Questions were also raised about Starwood’s financial situation. In September, Starwood lost a battle to retain control over a portfolio of shopping-center properties after it defaulted on payments for $1.6 billion in debt it took on to acquire the properties. Coverage of the default in The Wall Street Journal and other news outlets indicated that Starwood’s credit had been compromised in the failure.
Little responded that the shopping-mall debacle involved a corporate component of Starwood that is not involved in the Princeville projects.
Starwood has declined to comment in most respects on the project for several weeks. On Thursday, a public-relations firm that represents the company released a brief statement.
“With regards to the project, we continue to have conversations with our neighbors in Princeville. We are going forward with Princeville,” said spokesman Tom Johnson. “There is no effect at all” from shopping-mall-debt default. He said Starwood does not “have any additional comment beyond that at this time.”
Several residents also said they interpreted comments from Jason Cruce, a Los Angeles-based Starwood vice president who joined the meeting, as threatening. Cruce made the remarks when he tried to address the issue of whether Princeville property values would drop if the glamping resort is developed and the sense of open space on much of the Woods Course is destroyed.
Cruce said bluntly: “We’re trying to come up with a solution that is mutually beneficial to everyone as much as possible. I’m very much aware that everyone might not come out a winner.”
The glamping units, said Cruce, Hall and Will Little, another East West executive, will be tent-like, with full bathrooms and possibly thatched roofs.
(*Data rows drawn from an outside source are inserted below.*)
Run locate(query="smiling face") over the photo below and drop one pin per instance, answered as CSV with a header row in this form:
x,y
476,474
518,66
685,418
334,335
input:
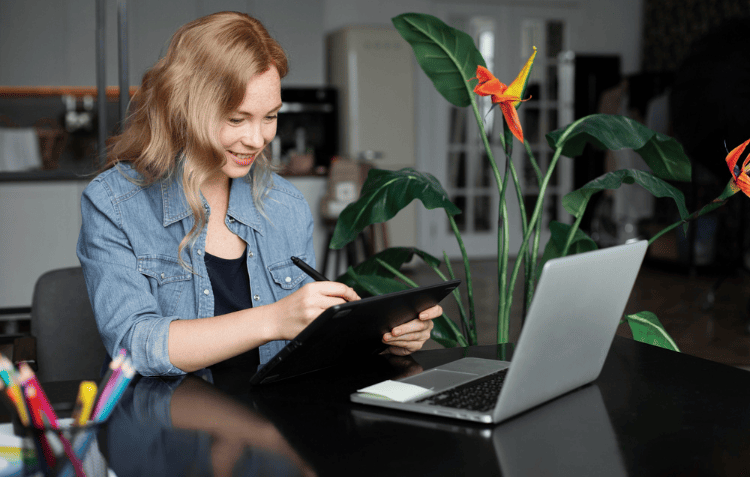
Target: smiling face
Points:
x,y
248,130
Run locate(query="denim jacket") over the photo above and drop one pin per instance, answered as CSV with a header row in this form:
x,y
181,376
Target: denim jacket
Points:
x,y
128,250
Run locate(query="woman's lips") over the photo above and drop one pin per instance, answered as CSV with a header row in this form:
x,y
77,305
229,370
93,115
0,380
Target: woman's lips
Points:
x,y
242,159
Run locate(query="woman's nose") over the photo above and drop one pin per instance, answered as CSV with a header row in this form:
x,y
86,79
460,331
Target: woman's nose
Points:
x,y
252,136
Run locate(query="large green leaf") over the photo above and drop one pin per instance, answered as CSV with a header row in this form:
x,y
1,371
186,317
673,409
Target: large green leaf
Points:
x,y
445,331
448,56
575,202
559,235
663,154
647,328
383,195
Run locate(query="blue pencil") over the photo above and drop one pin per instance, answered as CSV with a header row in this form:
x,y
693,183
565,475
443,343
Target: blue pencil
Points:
x,y
127,374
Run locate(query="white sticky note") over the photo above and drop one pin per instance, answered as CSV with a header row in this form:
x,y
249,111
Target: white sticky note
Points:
x,y
394,391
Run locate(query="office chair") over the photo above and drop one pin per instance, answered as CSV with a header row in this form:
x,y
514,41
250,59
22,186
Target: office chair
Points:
x,y
64,343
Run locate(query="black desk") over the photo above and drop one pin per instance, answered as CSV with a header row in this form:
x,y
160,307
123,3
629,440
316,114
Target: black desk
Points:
x,y
651,412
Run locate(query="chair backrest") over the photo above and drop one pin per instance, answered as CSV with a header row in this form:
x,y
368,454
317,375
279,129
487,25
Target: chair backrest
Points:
x,y
68,343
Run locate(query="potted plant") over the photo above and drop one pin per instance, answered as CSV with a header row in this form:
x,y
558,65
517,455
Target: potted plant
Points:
x,y
458,71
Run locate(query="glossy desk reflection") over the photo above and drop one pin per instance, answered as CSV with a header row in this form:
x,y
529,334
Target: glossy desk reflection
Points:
x,y
651,412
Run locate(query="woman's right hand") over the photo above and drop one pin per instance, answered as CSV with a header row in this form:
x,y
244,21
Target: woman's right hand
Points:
x,y
294,312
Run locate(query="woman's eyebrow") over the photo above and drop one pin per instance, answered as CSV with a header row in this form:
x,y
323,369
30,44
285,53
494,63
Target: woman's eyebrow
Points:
x,y
274,110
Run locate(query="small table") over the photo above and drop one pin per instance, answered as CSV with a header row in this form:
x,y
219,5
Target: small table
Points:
x,y
651,412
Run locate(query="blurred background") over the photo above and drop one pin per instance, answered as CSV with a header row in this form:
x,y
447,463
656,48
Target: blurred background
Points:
x,y
355,99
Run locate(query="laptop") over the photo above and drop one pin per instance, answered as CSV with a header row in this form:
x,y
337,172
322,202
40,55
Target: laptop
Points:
x,y
568,331
350,331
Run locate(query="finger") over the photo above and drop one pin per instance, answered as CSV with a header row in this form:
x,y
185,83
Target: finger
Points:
x,y
409,340
395,350
411,327
418,336
340,290
431,313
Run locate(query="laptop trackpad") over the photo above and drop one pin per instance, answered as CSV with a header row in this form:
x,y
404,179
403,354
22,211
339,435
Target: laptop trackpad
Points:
x,y
438,379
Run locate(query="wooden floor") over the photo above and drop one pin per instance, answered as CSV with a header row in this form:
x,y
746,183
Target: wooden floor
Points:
x,y
715,330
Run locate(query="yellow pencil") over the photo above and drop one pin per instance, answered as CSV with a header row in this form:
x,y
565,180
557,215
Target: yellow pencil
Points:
x,y
84,402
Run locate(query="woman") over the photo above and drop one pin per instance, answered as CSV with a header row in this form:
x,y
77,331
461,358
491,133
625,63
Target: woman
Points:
x,y
187,237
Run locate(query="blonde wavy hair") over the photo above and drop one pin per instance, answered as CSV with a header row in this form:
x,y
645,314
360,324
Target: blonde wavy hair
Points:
x,y
177,111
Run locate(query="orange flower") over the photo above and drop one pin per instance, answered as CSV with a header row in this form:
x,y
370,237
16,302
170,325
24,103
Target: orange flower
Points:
x,y
508,97
741,179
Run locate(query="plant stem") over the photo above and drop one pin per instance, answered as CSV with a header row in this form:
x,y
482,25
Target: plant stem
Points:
x,y
504,238
538,207
469,288
529,277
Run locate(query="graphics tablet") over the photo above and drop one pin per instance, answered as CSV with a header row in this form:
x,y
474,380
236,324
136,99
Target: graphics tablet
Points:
x,y
350,330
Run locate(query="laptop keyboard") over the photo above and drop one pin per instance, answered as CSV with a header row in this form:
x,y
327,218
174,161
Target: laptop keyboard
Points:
x,y
480,395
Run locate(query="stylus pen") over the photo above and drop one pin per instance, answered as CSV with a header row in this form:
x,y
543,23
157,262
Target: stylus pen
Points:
x,y
309,270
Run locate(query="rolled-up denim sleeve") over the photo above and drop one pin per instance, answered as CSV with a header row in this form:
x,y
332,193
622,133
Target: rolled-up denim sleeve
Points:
x,y
127,314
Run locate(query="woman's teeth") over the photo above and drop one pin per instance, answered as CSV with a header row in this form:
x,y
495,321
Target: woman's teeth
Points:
x,y
243,159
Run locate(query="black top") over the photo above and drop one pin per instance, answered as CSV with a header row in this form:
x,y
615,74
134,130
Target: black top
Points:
x,y
231,286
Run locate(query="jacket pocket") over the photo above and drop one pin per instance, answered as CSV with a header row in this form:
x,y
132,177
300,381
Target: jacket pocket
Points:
x,y
286,274
168,280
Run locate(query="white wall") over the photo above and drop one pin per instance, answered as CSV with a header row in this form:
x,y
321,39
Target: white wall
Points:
x,y
52,42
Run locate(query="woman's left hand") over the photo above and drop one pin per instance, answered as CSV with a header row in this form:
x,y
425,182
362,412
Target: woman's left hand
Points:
x,y
409,337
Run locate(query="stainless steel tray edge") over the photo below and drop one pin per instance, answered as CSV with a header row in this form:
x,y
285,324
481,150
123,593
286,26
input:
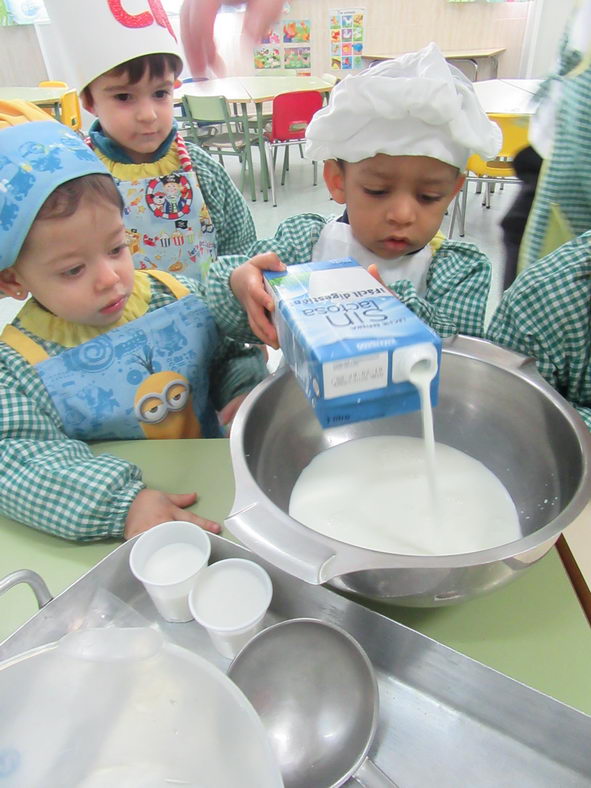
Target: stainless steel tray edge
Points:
x,y
439,708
They would not have kitchens, but each would have a barbeque fire pit in front for cooking. The pits would be fired by locally sourced firewood, which led many residents to question whether the resort would be acceptable from either a fire-safety, air-pollution or noise perspective.
Starwood, contended resident Andy White, “is simply asking us who are homeowners to pay in our loss of value to supplement their development efforts — their profit margins. You’re asking me, Jason, to literally give up my equity so that you can profit. I find that absolutely abhorrent.”
Opponents of the glamping project contended that the resort is merely a “place holder” so Starwood can start developing the golf-course land without waiting for the 2026 expiration of the open-space-guarantee document. The Starwood and East West officials said the resort would require construction of substantial infrastructure, including foundations, walkways, electric lines, water service and sewers.
If the glamping resort is constructed but fails as a business venture, and the open-space guarantee ends in 2026, contended Tom Mull, another resident, Starwood would be, in effect, using the time between now and 2026 to start work on a development that would not otherwise be permitted to go into construction.
The nearby former Princeville Resort hotel is being redeveloped by Starwood to open sometime in 2022 as 1 Hotel Hanalei Bay, a luxury spa resort. It will retain the same room count — 252 — as the former Princeville Resort, Starwood officials told the meeting on Thursday.
Hall said the glamping resort hopes to appeal, in particular, to millennials. “It is our role to create an environment in which people can enjoy the outside,” said Little. “There are people of all demographics who are looking to escape the hustle and bustle.”
Brad Cheatum, another resident, responded: “I don’t think you’re going to be able to control the noise levels,” he argued. “You say millennials. I know what they like to do at night and it’s not quiet. How are you going to compensate the owners of all the residences that surround it?”
•••
Allan Parachini is a Kilauea resident, furniture-maker, journalist and retired public-relations executive who writes periodically for The Garden Island.